Vorrei l’avvocato. Vorrei parlare con la direttrice. Vorrei l’acqua. Vorrei caricare il telefono. Vorrei parlare. Vorrei la dieta che mi spetta. Vorrei la terapia nell’orario prestabilito.

Vorrei, vorrei, ma non ottengo nulla. Non ottengo nulla, urlo, mi arrabbio, me la prendo con i compagni, alzo la voce perché è l’unico modo per essere ascoltato.

Chi non urla, chi non chiede, chi non conosce i propri diritti non ottiene nulla. Chi urla, chi chiede, chi conosce i propri diritti non ottiene nulla.

AI lavoratori cosa si chiede?

I ragazzi non devono fare casino e quando provi a fare in modo che questo avvenga semplicemente dando loro una voce, facendo notare le cose che non vanno allora non va bene.

Quando chiedi per l’ennesima volta una ricarica per un ragazzo che aspetta da giorni…beh, non è fondamentale, non è urgente.

Quando chiedi quando è l’appuntamento per un tale ragazzo chiamandolo per nome la risposta è: “ Chi è? Mi serve il numero”.

E comunque “Non è urgente, domani, tra un’ora, tra due giorni….”

Cosa allora è urgente?

Nulla, solo numeri, nessuna urgenza, solo silenzio e urla che non vengono ascoltate.

Conoscevo la realtà, pensavo di cambiarla.

Nessuna equipe, nessuna formazione, nessun sostegno.

E allora me ne vado, me ne vado perché non reggo più, perché la notte devo dormire, perché il mio corpo e la mia mente non reggono più.

E sono fortunato perché io da operatore me ne posso andare, ma i ragazzi utenti non se ne possono andare.

E io sarei potuto essere lì dentro perché, sia chiaro, è una questione di fortuna.

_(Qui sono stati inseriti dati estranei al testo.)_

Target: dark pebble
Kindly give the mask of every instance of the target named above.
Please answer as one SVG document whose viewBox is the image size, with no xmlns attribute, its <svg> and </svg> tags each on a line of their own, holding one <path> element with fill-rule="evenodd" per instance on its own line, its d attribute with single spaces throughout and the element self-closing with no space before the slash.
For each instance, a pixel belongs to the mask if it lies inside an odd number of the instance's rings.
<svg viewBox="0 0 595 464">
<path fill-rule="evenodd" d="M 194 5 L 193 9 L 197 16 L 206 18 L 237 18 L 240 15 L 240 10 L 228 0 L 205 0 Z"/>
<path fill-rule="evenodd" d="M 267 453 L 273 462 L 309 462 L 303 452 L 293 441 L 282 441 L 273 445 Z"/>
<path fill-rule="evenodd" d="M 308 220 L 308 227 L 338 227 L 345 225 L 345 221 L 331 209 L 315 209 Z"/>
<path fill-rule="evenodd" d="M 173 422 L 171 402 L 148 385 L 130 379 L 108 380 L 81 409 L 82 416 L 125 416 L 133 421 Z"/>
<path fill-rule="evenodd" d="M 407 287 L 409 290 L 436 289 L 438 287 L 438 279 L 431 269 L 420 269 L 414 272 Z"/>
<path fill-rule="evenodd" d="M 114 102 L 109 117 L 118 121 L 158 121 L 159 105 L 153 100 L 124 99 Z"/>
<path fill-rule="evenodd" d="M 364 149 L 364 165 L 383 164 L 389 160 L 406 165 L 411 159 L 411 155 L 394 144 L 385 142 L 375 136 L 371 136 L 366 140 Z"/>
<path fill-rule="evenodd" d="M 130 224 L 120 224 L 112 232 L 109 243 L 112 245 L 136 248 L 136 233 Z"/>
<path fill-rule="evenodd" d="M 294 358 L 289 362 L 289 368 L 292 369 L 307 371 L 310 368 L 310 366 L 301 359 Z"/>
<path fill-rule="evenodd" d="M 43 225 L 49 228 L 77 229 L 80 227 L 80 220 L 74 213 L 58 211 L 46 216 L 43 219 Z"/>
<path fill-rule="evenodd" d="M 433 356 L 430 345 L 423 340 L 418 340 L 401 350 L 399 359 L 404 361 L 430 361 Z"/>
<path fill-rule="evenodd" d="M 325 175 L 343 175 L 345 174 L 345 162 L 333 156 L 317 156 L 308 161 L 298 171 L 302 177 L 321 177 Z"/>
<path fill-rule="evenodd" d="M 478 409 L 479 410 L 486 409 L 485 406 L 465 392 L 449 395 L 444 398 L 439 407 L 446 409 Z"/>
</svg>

Non sempre di delinquenza, non sempre di chissà quale crimine.

Spesso è una questione di burocrazia.

L’ultimo giorno ci salutiamo, è un saluto sincero, commuovente, è un saluto rassegnato.

Li saluto con un nodo in gola, perché so che in un Paese giusto dovrebbero essere loro a salutarmi dall’altra parte del cancello.